Mailing List Archive

brokenlinks table
Jan writes:

> Ultimately the best solution would be to have a table wanted(title,
> #pages) with an index on #pages (and a unique index on title), then
> MySQL wouldn't need to sort at all. I don't know of the top of my head
> if there are any other queries that depend on 'brokenlinks' but I
> don't believe so and if there are not then I would recommend replacing
> it.

I believe we need the full brokenlinks information in order to
initialize the links table once a new article is written, so that
"What links here" will immediately work for new articles.

Nevertheless, I think we should have a wanted table as above in
addition. Space is really no issue, but time is, and Most Wanted is
likely to be one of our more commonly called slow functions.

Axel
Re: brokenlinks table [ In reply to ]
On Wed, Jul 10, 2002 at 02:23:13AM +0200, Axel Boldt wrote:
> Jan writes:
>
> > Ultimately the best solution would be to have a table wanted(title,
> > #pages) with an index on #pages (and a unique index on title), then
> > MySQL wouldn't need to sort at all. I don't know of the top of my head
> > if there are any other queries that depend on 'brokenlinks' but I
> > don't believe so and if there are not then I would recommend replacing
> > it.
>
> I believe we need the full brokenlinks information in order to
> initialize the links table once a new article is written, so that
> "What links here" will immediately work for new articles.

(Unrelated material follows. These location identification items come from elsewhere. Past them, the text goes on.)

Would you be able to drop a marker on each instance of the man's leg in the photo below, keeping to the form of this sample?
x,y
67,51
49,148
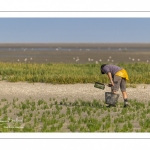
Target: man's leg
x,y
123,90
116,86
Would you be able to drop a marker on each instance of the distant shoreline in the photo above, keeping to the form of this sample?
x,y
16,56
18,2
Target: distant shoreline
x,y
68,45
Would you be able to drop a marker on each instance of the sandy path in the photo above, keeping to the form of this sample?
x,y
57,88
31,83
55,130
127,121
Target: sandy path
x,y
24,90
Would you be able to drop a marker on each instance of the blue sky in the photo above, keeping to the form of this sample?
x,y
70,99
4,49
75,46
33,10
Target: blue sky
x,y
74,30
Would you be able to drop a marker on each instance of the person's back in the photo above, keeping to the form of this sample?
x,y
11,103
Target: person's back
x,y
118,77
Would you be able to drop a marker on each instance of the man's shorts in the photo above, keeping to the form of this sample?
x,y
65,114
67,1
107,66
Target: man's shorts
x,y
119,82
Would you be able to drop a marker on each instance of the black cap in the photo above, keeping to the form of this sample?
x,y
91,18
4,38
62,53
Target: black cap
x,y
102,66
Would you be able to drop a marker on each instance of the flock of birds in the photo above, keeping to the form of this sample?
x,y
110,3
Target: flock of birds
x,y
77,59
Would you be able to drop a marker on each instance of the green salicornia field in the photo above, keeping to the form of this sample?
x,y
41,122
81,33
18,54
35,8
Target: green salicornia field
x,y
78,116
39,115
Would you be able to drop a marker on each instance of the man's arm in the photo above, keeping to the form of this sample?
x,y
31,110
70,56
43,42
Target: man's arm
x,y
110,78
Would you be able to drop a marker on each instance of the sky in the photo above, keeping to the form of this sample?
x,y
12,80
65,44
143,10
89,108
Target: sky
x,y
74,30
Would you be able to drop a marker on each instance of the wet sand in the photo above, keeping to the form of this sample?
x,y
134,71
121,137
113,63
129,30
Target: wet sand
x,y
75,53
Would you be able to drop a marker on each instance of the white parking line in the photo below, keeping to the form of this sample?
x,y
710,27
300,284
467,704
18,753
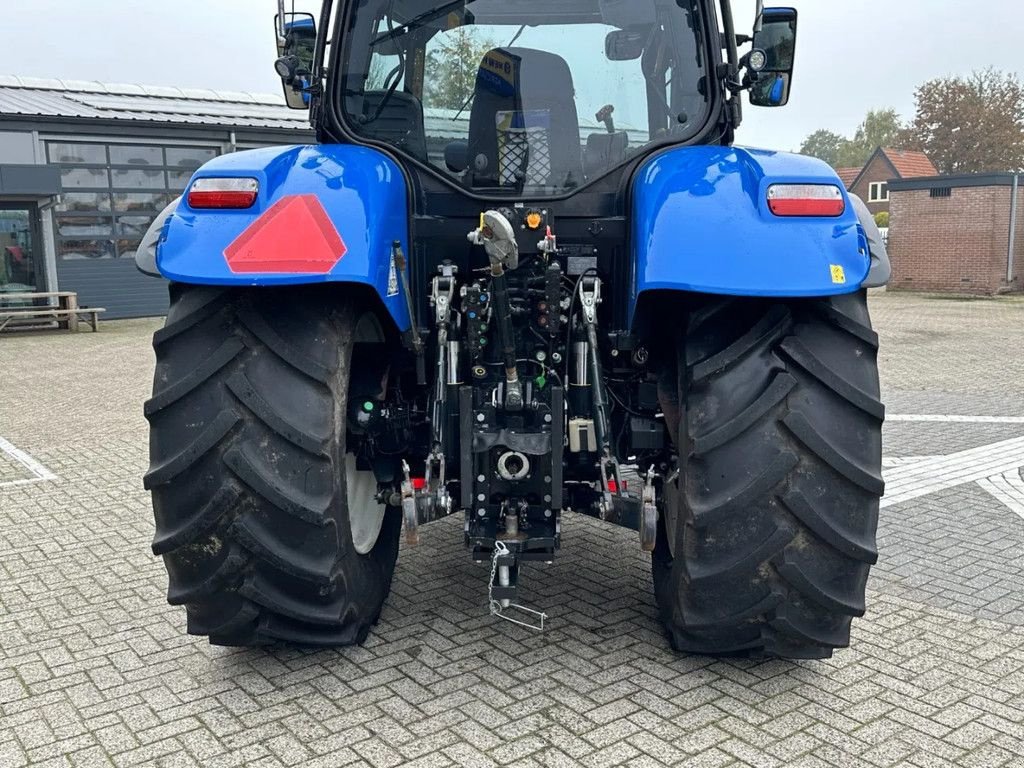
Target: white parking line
x,y
924,477
900,461
37,470
950,419
1008,488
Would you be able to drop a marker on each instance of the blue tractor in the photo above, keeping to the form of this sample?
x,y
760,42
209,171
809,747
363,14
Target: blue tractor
x,y
523,272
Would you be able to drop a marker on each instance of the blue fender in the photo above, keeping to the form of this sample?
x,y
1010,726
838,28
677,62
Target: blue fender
x,y
700,222
333,211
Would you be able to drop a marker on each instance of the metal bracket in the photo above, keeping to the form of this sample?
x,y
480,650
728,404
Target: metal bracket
x,y
590,298
648,513
409,514
497,607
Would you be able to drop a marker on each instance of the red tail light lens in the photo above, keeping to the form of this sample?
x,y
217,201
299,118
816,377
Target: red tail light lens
x,y
223,193
806,200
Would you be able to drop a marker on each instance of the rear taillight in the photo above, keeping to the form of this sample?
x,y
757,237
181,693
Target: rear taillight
x,y
223,193
806,200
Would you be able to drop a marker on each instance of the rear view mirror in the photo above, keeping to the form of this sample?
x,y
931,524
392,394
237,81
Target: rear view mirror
x,y
625,45
296,48
777,40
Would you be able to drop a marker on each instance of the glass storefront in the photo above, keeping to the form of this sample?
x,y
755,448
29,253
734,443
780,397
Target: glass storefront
x,y
20,252
113,192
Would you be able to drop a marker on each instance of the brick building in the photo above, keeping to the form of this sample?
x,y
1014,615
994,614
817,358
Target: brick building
x,y
871,181
953,233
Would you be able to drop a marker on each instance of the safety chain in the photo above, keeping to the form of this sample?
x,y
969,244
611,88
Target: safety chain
x,y
496,605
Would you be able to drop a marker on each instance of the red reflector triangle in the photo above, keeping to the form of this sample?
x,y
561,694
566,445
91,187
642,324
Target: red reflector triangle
x,y
294,236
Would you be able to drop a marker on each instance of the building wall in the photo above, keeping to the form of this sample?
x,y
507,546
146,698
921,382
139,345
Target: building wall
x,y
954,244
17,147
878,169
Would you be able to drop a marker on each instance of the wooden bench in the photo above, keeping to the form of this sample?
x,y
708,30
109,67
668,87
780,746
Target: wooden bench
x,y
67,313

Good grief. How could I miss that? I even remember writing the code that did
that! You are of course completely right. Lee already pointed out another
problem that has to do with the fact that pages are not saved until after
they are rendered, but by that time the information of the old page (esp.
the valid links on that page) is no longer in the internal PHP variables.

> Nevertheless, I think we should have a wanted table as above in
> addition. Space is really no issue, but time is, and Most Wanted is
> likely to be one of our more commonly called slow functions.

In fact I advised the same thing by mail to Lee. However, I also agree with
Lee that we should now go with the quick fix and get Wikipedia running on
the new code base ASAP. Then we will be able to get some real timing data
and be sure that this is one of the bottle-necks. I strongly suspect it will
be because it will still be eating a lot of space. If I had the time and Lee
would allow it I would probably go and implement it right away.

-- Jan Hidders